9.2 Biologische agentia

1. Mogelijke risico’s en maatregelen in beeld

Stelling: Er is voorafgaand aan de werkzaamheden een goed beeld verkregen van de mogelijke risico’s van blootstelling aan biologische agentia en welke maatregelen getroffen zijn om de blootstelling te beperken.

Toelichting: Biologische agentia zijn levende of niet-levende organismen die een infectie, allergie of toxische reactie kunnen veroorzaken.

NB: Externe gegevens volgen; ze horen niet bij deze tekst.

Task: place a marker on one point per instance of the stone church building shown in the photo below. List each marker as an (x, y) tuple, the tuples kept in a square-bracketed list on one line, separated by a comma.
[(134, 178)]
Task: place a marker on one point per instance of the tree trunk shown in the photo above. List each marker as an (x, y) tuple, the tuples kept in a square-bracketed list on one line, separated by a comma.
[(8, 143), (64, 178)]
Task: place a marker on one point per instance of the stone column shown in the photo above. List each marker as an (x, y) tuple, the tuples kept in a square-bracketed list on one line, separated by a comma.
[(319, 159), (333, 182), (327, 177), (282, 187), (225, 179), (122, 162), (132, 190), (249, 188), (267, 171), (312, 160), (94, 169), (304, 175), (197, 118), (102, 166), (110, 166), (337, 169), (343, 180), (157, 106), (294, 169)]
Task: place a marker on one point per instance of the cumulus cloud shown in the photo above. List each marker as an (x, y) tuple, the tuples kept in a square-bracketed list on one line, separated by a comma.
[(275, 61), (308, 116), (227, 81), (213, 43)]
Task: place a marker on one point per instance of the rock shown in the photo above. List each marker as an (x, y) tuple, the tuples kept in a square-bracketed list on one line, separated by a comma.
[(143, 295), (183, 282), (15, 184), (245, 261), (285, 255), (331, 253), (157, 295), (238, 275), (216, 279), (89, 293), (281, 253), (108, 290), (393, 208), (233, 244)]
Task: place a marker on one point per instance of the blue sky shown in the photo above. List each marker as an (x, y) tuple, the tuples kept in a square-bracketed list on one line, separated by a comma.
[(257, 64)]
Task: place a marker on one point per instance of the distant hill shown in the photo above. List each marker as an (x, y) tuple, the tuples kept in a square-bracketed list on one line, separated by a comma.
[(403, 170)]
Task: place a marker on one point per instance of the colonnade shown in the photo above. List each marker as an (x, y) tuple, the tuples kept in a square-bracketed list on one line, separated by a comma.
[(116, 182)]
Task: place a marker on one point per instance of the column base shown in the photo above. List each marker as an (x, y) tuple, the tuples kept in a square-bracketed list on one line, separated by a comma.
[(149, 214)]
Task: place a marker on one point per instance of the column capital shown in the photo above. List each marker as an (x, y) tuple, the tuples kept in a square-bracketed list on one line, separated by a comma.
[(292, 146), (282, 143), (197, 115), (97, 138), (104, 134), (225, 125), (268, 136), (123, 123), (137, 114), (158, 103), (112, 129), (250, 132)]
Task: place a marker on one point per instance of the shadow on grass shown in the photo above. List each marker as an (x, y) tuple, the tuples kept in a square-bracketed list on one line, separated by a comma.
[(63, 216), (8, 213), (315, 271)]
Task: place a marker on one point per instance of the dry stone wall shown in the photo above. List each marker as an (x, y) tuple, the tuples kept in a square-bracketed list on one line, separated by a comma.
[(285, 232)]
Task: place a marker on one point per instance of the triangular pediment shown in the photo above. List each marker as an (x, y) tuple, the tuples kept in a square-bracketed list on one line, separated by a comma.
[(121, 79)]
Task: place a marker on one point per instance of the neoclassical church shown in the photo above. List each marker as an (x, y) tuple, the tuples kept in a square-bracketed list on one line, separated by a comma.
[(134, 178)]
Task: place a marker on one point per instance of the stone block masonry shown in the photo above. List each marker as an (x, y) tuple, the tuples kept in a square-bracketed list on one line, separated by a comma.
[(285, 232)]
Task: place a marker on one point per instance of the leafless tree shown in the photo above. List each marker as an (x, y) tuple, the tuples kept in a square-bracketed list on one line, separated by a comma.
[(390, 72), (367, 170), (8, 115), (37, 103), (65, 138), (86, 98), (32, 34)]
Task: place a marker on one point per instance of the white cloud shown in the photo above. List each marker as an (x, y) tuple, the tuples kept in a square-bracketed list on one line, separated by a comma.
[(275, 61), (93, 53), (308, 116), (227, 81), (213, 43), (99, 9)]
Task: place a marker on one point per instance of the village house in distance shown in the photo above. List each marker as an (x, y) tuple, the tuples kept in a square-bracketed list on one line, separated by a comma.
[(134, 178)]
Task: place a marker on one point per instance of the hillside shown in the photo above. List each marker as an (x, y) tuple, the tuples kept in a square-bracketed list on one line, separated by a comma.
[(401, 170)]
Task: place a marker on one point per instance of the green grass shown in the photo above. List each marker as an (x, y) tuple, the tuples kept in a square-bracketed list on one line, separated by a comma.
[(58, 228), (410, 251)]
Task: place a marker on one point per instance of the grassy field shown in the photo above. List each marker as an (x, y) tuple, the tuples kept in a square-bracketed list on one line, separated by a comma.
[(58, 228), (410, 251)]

Oplossing: Stel een duidelijk hygiëneprotocol/ instructie op. Het doel van dit hygiëneprotocol is het beperken van de persoonlijke blootstelling aan biologische agentia en het voorkomen van mogelijke gevolgen daarvan. Verder speelt het hygiëneprotocol een belangrijke rol bij het beheersen van de restrisico’s.

2. Instructies biologische agentia

Stelling: Er zijn instructies aanwezig over hoe om te gaan met biologische agentia.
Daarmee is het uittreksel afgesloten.